What We Are Watching
None of this means the risks are trivial. We are monitoring three variables closely:
- The duration of Strait of Hormuz disruptions. A prolonged closure — measured in months rather than weeks — would change the calculus significantly. If oil prices average $140 or above into the summer, recession risk rises sharply.
- Consumer spending. Energy costs are effectively a tax on households, and if they cause consumers to meaningfully pull back on discretionary spending, the resulting slowdown in business activity and hiring could become self-reinforcing.
- Inflation persistence. If the oil shock pushes headline inflation durably above 4%, the Fed’s room to maneuver shrinks and the stagflation scenario becomes more credible.
The Bottom Line
The Iran war has made 2026 a more difficult year for the U.S. economy. Growth will be slower than it might otherwise have been, inflation will be stickier, and uncertainty is elevated.
But the U.S. enters this challenge with significant structural advantages: energy self-sufficiency, fiscal momentum, an AI-driven investment boom that seems to be durable, and a Federal Reserve that retains meaningful flexibility.
History tells us that oil shocks cause recessions when they are severe, sustained, and met with policy that amplifies rather than cushions the blow. None of those three conditions are clearly in place today.

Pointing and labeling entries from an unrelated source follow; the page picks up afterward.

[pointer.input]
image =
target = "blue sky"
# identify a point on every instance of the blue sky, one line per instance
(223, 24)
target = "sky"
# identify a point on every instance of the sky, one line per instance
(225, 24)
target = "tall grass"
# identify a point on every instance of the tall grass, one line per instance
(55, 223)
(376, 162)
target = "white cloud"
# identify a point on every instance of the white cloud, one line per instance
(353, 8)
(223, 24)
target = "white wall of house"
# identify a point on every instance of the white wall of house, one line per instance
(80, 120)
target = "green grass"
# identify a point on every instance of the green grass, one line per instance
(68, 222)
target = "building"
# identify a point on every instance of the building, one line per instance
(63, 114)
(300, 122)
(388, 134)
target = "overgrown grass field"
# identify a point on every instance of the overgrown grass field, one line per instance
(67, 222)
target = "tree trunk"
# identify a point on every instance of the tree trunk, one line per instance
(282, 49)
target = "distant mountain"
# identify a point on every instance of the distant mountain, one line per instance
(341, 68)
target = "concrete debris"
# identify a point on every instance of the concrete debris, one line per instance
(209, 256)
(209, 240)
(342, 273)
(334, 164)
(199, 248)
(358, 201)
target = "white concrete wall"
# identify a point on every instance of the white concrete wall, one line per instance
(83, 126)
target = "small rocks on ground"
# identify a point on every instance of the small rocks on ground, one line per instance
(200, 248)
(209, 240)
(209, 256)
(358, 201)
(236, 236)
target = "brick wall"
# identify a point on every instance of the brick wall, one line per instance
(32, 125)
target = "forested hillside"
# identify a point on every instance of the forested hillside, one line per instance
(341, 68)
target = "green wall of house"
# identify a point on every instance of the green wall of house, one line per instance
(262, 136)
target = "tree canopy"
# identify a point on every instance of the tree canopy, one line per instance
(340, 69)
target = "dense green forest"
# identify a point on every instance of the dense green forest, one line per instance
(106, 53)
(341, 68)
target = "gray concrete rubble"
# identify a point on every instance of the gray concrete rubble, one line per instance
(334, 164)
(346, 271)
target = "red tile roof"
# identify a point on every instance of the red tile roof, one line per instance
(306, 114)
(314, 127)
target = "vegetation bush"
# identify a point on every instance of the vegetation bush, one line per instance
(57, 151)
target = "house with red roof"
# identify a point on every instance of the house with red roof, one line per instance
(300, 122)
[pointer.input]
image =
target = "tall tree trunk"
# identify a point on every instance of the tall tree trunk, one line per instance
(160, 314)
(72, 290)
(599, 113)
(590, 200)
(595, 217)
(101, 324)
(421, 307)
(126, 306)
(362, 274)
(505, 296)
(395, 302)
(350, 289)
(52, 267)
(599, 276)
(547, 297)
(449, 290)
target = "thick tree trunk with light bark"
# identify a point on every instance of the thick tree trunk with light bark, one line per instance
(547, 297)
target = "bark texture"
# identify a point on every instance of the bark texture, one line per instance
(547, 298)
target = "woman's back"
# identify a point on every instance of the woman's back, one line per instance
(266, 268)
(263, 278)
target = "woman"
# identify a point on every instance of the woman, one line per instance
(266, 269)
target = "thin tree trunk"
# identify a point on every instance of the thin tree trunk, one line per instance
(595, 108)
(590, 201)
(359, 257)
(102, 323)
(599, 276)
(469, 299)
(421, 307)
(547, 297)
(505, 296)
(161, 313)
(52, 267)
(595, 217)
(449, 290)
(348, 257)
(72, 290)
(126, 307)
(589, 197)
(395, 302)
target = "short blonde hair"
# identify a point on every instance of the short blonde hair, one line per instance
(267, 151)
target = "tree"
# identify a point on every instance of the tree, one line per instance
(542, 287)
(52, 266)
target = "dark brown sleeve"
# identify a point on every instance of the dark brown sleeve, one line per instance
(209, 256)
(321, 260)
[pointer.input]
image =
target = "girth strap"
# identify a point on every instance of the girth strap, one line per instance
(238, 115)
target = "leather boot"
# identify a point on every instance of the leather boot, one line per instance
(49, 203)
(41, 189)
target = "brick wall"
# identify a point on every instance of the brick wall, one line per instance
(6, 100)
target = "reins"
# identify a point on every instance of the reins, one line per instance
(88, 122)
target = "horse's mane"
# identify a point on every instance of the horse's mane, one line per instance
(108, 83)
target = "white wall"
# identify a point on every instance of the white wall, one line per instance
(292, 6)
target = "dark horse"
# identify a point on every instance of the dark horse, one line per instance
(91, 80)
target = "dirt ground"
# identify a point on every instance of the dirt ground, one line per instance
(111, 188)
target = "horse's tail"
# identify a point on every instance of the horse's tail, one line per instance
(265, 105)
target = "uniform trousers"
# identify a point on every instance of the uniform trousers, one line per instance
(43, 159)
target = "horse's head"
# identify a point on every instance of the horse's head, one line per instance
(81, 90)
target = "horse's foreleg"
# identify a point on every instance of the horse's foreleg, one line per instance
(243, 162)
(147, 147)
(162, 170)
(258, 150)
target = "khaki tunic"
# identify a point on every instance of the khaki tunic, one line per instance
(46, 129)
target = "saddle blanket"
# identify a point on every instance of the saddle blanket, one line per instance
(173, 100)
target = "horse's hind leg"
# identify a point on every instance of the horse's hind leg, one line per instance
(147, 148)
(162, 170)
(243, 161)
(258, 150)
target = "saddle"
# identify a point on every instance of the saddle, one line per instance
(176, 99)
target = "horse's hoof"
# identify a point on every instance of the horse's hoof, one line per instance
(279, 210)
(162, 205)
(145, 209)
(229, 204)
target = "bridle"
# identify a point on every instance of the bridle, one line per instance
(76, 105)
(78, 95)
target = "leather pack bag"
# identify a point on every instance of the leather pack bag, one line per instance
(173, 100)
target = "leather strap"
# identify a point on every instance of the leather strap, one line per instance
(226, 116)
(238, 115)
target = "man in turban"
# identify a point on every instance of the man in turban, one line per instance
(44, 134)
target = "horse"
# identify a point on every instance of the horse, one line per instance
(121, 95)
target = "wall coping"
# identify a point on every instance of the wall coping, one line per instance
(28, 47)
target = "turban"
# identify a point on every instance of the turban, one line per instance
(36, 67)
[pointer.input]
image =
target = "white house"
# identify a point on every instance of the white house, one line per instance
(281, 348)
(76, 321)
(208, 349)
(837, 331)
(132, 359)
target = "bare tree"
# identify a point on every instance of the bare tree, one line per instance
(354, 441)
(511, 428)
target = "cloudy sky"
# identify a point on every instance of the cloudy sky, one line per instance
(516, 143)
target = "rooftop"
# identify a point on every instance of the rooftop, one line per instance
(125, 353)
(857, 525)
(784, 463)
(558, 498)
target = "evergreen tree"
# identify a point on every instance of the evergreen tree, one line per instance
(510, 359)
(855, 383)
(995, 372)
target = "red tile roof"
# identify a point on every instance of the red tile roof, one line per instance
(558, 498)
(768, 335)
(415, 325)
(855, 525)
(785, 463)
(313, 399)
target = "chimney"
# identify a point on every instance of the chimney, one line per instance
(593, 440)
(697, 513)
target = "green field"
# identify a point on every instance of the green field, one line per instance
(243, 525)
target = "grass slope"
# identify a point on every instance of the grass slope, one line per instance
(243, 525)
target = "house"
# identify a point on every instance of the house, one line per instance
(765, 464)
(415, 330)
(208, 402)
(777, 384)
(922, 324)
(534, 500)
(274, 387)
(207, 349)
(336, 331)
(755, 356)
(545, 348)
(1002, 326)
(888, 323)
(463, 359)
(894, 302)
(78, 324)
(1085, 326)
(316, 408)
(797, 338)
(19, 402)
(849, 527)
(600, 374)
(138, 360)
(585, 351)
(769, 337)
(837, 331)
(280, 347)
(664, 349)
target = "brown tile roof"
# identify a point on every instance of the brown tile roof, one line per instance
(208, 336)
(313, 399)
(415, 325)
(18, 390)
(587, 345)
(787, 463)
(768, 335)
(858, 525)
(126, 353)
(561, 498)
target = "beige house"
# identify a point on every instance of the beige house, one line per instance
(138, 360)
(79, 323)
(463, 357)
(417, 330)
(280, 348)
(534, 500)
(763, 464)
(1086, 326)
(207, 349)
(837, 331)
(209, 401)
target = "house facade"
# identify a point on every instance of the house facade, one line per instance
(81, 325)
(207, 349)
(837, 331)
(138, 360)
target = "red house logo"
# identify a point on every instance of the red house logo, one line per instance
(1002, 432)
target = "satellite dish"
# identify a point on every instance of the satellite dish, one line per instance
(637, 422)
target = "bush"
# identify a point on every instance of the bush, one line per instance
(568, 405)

As I was writing this article, the tagline for the ad campaign for Energizer batteries came to mind: “still going”.
Despite a foreign conflict with wide-ranging implications, including grave concerns by many US consumers and a current sky-high oil price, the US economy is still going.
While the risks to an economic downturn are significantly higher now than they were before February 28, my sense is that the U.S. economy will navigate this shock without entering recession in 2026.